Healthier Iced Apple Crisp “Skinny” Shaken Espresso
- Unsweetened oat milk or low-fat milk
- 1 teaspoon olive oil or avocado oil
- Brewed espresso made with less grounds
- 1 tablespoon pure maple syrup or honey
- 1/2 teaspoon Cinnamon
- 1/4 teaspoon nutmeg
- Pinch of allspice
- Fill cocktail shaker with ice.
- Add oat milk or low-fat milk, oil, espresso, maple syrup/honey, cinnamon, nutmeg and allspice.
- Shake vigorously until frothy.
- Pour into glass and top with extra ice if desired.
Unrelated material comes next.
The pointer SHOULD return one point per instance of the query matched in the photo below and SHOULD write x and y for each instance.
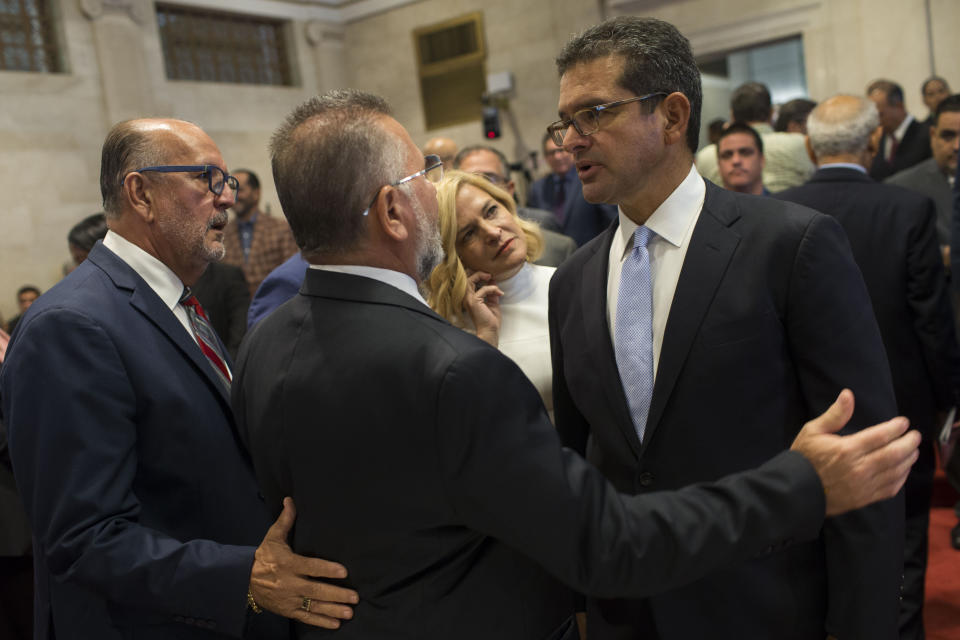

Starbucks’ Iced Pumpkin Cream Chai Tea Latte
Ingredients: Milk, ice, pumpkin spice cream, vanilla syrup, pumpkin spice sauce, chai tea concentrate, and pumpkin spice topping
Nutritional information: A 16-ounce grande contains:
- 460 calories
- 17 grams of total fat
- 11 grams of saturated fat
- 0.5 grams of trans fat
- 55 milligrams of cholesterol
- 160 milligrams of sodium
- 68 grams of total carbohydrates
- 0 grams of dietary fiber
- 66 grams of sugar
- 10 grams of protein
- 95 milligrams of caffeine
- With 66 grams of sugar, this drink is the worst offender of the three when it comes to sugar content.
“With no fiber to encapsulate those sugars, there is a reliance on the fat and protein content from the dairy milk, to slow down the blood sugar rush this drink will undoubtedly drive,” Burrows explains. “However, many people will opt to swap dairy milk for an alternative like oat milk, for example, which would reduce the fat and protein content and further add to the high sugar volume.”
The good news? Chai does have some health benefits. It has anti-inflammatory properties and contains anti-oxidants that can protect cells from damage.
“The chai tea concentrate, made by an infusion of black tea, cardamom, black pepper, ginger, cinnamon, cloves, and star anise, is the leading health benefit in this drink as these natural spices contain anti-inflammatory and anti-microbial properties, perfect for colder, more immune-demanding months,” says Burrows. “However, we are only assuming natural spices were used in the making of this infusion, as it’s not clear on the ingredients list,” she adds.
Before you get too excited about these potential health benefits, Burrows says, “the sugar and honey that is included in the chai tea concentrate adds to the whopping 66g of free sugars. “This dilutes the potential benefits of the spices as sugar is inflammatory to the body, especially in this quantity.”
Healthier Iced Pumpkin Chai Latte
- Unsweetened almond milk or skim milk
- 1 tbsp pumpkin puree
- 1 tsp honey or maple syrup
- 1/4 tsp cinnamon
- 1/8 tsp nutmeg
- 1 chai tea bag or 2 tsp chai tea concentrate
- Dash of vanilla extract
- Brew a strong cup of chai tea and let cool slightly.
- Fill a glass with ice.
- In a blender, combine almond milk, pumpkin puree, honey/maple syrup, cinnamon, nutmeg and vanilla. Blend until smooth.
- Pour chai tea and pumpkin blend over ice.
- Garnish with a dusting of cinnamon.
The Bottom Line
These drinks are far from healthy. Perhaps that won’t come as much of a surprise. That doesn’t mean you can’t ever enjoy them. Instead, consider them an occasional treat, and remember their nutritional content needs to be considered as part of your overall energy intake.
“While Starbucks’ seasonal drinks may be delicious and tempting, it’s essential to approach them with a discerning eye from a nutritional perspective,” warns Stricoff. “Many of these drinks are notably high in calories and added sugars, which, when consumed frequently, can be counterproductive to health goals. As they provide minimal nutritional value, they are best enjoyed in moderation.” Or you just opt to make them at home with healthier ingredients!